Project Summary Assembly of Gag into an immature virus particle is a critical step in the viral life cycle. After assembly the immature virus particle goes through a process called maturation which is required to produce infectious virus particles. We recently showed that the small cellular molecule, inositol hexakisphosphate (IP6) is required for both assembly and maturation, and that decreasing IP6 levels in cells severely reduces the formation of infectious virus. While we know have a “big picture” view of how IP6 affects HIV, there is still a great deal we don’t understand. This proposal seeks to characterize the mechanism of IP6 induced immature assembly, how IP6 promotes mature assembly, and if these assembly steps can be targeted by antiretrovirals. Furthermore, preliminary work suggests that IP6 is a cofactor for other retroviruses, and so this proposal will test the hypothesis that IP6 as a retroviral cofactor is evolutionarily conserved. Specific Aim 1 is to further characterize how IP6 binds and promotes HIV-1 assembly and maturation. High resolution cryo-EM analysis will be performed on IP6 assembled mature virus-like particles with and without cellular proteins that are known to bind to the viral core in cells. The effect of maturation inhibitors Bevirimat and PF-46396, which bind to the same region as IP6, on IP6 binding and enhanced assembly will be determined using a series of biochemical assays.
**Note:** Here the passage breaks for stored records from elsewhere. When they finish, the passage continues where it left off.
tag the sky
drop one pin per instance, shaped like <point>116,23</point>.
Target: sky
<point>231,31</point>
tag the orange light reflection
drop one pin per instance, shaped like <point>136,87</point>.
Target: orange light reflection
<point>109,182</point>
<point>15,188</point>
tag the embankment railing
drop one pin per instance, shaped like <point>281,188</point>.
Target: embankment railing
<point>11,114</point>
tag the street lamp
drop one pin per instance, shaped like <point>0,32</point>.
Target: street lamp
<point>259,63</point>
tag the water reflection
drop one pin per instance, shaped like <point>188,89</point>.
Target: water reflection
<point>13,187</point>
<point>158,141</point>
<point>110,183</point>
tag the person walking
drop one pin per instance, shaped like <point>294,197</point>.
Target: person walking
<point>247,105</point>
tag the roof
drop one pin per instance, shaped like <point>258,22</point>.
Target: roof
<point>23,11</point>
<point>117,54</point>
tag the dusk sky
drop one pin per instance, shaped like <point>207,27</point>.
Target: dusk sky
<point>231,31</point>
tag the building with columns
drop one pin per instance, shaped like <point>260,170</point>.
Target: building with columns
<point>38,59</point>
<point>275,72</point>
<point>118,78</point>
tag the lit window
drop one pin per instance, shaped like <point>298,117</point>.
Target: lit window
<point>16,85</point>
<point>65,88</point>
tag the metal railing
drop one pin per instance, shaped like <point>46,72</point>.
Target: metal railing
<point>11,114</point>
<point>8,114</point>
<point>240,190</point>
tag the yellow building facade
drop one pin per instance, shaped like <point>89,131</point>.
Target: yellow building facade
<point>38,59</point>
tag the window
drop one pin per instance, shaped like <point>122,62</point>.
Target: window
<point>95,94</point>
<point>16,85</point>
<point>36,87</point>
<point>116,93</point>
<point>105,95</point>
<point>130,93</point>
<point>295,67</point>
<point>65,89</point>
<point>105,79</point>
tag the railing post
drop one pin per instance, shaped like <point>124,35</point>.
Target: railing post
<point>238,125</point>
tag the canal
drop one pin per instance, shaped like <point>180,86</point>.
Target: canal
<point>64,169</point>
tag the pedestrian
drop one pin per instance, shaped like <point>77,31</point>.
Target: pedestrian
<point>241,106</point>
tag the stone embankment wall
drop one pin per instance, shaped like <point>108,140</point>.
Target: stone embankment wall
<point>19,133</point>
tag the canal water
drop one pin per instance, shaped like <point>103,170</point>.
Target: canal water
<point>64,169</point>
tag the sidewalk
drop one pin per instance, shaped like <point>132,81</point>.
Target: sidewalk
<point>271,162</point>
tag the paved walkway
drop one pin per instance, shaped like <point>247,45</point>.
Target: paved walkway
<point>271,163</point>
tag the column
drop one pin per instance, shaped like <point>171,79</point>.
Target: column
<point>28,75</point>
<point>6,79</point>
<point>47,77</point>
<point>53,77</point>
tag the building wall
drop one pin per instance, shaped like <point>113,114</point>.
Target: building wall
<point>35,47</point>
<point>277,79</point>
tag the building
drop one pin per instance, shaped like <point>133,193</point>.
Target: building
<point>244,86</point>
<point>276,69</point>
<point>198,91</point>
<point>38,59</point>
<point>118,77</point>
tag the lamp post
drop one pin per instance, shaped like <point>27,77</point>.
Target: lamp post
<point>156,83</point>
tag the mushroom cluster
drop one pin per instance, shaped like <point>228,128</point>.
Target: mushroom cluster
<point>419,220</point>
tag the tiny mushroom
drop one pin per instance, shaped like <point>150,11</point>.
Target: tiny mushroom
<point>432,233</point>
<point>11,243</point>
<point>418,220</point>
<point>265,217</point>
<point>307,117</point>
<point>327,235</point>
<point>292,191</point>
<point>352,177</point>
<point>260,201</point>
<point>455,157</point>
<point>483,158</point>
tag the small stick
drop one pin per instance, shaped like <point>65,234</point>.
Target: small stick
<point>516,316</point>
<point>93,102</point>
In addition, this aim will test the hypothesis that IP6 is utilized by other lentiviruses. For example, preliminary data suggest that the Equine Infectious Anemia Virus also employs IP6 for the production of infectious virus. Specific Aim 2 is to determine if and how IP6 is utilized by retroviruses outside of the lentivirus genus. Preliminary data shows that the alpha retrovirus Rous sarcoma virus (RSV), and the delta retrovirus Human T-Cell Leukemia Virus (HTLV) both utilize IP6. We will identify the site of IP6 action on both viruses using biochemical and structural approaches. We will also screen viruses from the other retroviral genera to determine if they also utilize IP6. Specific Aim 3 is to determine if and how IP6 related compounds affect HIV-1 immature assembly, maturation, and mature assembly. Working with a collaborator, we will synthesize and screen IP6-like compounds in assembly and maturation assays. This aim will help to determine if compounds that target the IP6 binding site are a feasible antiretroviral strategy.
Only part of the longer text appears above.